(ORDO NEWS) — Mathematicians Angel Zhivkov and Ivaylo Tunchev from Sofia University in Bulgaria have presented a new study that essentially predicts the future of the solar system.
They calculated the probability that the orbits of the Earth and its neighboring planets will change and determined the time frame for the stability of this system.
The work can be found on the arXiv preprint server, and Science Alert talks briefly about the study. Mathematicians decided to analyze how stable the solar system is.
They took into account in their calculations the orbits and other characteristics of the eight planets and Pluto, deprived of the status of a planet.
The researchers tried to establish how long the orbits of the largest objects in the solar system will not change significantly.
The basis for the analysis was the data known to science about the history of our planetary system, which has existed for about 4.5 billion years.

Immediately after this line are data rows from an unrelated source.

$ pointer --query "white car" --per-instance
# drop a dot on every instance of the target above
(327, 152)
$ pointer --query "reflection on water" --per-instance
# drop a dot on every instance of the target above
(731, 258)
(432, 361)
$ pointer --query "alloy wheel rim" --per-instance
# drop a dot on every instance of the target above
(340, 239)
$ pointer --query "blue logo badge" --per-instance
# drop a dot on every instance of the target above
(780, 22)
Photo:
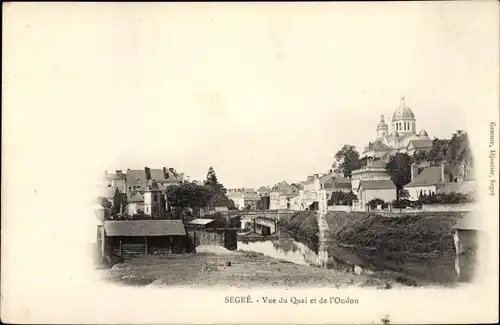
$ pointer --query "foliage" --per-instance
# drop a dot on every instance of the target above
(342, 198)
(364, 160)
(188, 195)
(216, 189)
(264, 203)
(374, 202)
(404, 203)
(231, 205)
(446, 198)
(348, 160)
(102, 201)
(399, 167)
(148, 172)
(403, 194)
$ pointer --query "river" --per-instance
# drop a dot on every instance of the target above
(285, 247)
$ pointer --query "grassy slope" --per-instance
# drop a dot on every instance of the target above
(419, 245)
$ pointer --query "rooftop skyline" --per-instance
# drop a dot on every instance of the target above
(261, 97)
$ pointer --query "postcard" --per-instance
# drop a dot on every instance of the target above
(250, 163)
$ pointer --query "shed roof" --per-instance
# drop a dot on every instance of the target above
(201, 221)
(469, 222)
(145, 228)
(136, 198)
(428, 177)
(462, 187)
(377, 184)
(420, 144)
(108, 192)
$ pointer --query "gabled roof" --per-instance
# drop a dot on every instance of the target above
(138, 176)
(376, 184)
(201, 221)
(428, 177)
(145, 228)
(284, 188)
(333, 180)
(109, 192)
(378, 145)
(137, 198)
(467, 187)
(420, 144)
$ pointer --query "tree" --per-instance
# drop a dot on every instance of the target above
(217, 190)
(148, 173)
(102, 201)
(399, 167)
(263, 203)
(374, 202)
(341, 198)
(348, 160)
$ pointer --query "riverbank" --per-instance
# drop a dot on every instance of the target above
(414, 249)
(234, 269)
(418, 246)
(303, 226)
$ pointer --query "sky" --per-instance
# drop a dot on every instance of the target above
(262, 93)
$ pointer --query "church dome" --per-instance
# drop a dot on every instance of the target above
(423, 133)
(403, 112)
(382, 124)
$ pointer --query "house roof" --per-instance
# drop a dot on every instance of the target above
(138, 176)
(114, 176)
(136, 198)
(201, 221)
(109, 192)
(145, 228)
(428, 177)
(333, 180)
(470, 221)
(420, 144)
(377, 145)
(377, 184)
(462, 187)
(284, 188)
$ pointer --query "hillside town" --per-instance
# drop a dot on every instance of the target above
(400, 174)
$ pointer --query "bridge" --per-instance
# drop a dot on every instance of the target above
(264, 222)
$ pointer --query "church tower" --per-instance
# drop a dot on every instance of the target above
(382, 128)
(403, 120)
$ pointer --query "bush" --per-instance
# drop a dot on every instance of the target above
(342, 198)
(373, 203)
(446, 198)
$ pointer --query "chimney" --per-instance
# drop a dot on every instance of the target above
(414, 171)
(442, 172)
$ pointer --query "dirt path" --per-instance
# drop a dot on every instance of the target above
(235, 269)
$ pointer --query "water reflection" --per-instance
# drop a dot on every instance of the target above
(284, 249)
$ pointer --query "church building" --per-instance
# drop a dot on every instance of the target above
(402, 138)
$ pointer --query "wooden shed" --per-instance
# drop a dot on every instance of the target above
(466, 235)
(129, 238)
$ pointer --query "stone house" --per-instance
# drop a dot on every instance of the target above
(375, 189)
(466, 235)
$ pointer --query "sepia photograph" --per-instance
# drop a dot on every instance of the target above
(398, 212)
(282, 163)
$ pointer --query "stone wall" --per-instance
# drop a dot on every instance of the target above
(448, 207)
(225, 237)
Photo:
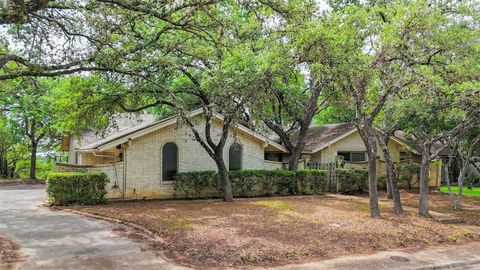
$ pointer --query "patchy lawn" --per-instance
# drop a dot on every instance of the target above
(440, 202)
(12, 182)
(475, 191)
(9, 254)
(277, 230)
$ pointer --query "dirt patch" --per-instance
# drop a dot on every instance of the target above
(13, 182)
(440, 202)
(276, 231)
(9, 253)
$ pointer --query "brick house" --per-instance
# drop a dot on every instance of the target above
(141, 155)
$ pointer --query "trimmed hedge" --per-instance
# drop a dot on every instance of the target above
(247, 183)
(352, 181)
(77, 188)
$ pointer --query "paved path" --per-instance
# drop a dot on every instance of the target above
(57, 240)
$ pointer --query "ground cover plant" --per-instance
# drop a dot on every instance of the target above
(278, 230)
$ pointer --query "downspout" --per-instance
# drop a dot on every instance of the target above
(125, 165)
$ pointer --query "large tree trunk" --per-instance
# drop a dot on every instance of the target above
(367, 132)
(460, 189)
(423, 204)
(224, 178)
(294, 160)
(388, 184)
(391, 176)
(33, 161)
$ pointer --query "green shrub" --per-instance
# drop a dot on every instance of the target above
(472, 179)
(382, 182)
(407, 173)
(352, 181)
(247, 183)
(77, 188)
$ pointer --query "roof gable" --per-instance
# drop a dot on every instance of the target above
(141, 130)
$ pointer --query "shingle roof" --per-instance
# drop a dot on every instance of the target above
(318, 136)
(121, 125)
(401, 136)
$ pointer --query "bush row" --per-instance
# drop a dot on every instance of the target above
(247, 183)
(350, 181)
(77, 188)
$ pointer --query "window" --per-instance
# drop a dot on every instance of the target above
(169, 161)
(273, 156)
(235, 157)
(404, 156)
(353, 156)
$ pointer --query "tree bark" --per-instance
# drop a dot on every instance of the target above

First, scientists modeled the past by studying how the orbits of the planets might have changed over time. They then attempted to model the future based on the trends they could identify.
Mathematicians did not look very far ahead. They limited themselves to a time period of 100 thousand years, deciding that modeling the future for a shorter period of time increases the reliability of the results.
Such modeling takes into account details that were not taken into account in previous similar studies, for example, deviations in the initial conditions for the calculation.
Interestingly, the authors started from the assumption of Isaac Newton that the interaction between the planets would eventually lead the solar system to chaos.
Zhivkov and Tunchev developed a new method of analysis that converted the orbital element data into 54 first-order ordinary differential equations.
The information was then loaded into a computer, which calculated the future 6,290,000 steps ahead. At the same time, it took about six days for each step.
Calculations showed that “the configuration of the touching ellipses along which the planets move around the Sun will remain stable for at least 100,000 years in the sense that the semi-major axis of each planet changes within or less than one percent.”
Scientists have also calculated alternative scenarios by varying the initial conditions and the masses of the planets. In all cases, the solar system remained stable.
By the way, previous calculations have shown that our planetary system will take about 100 billion years to break up and disperse through the Milky Way.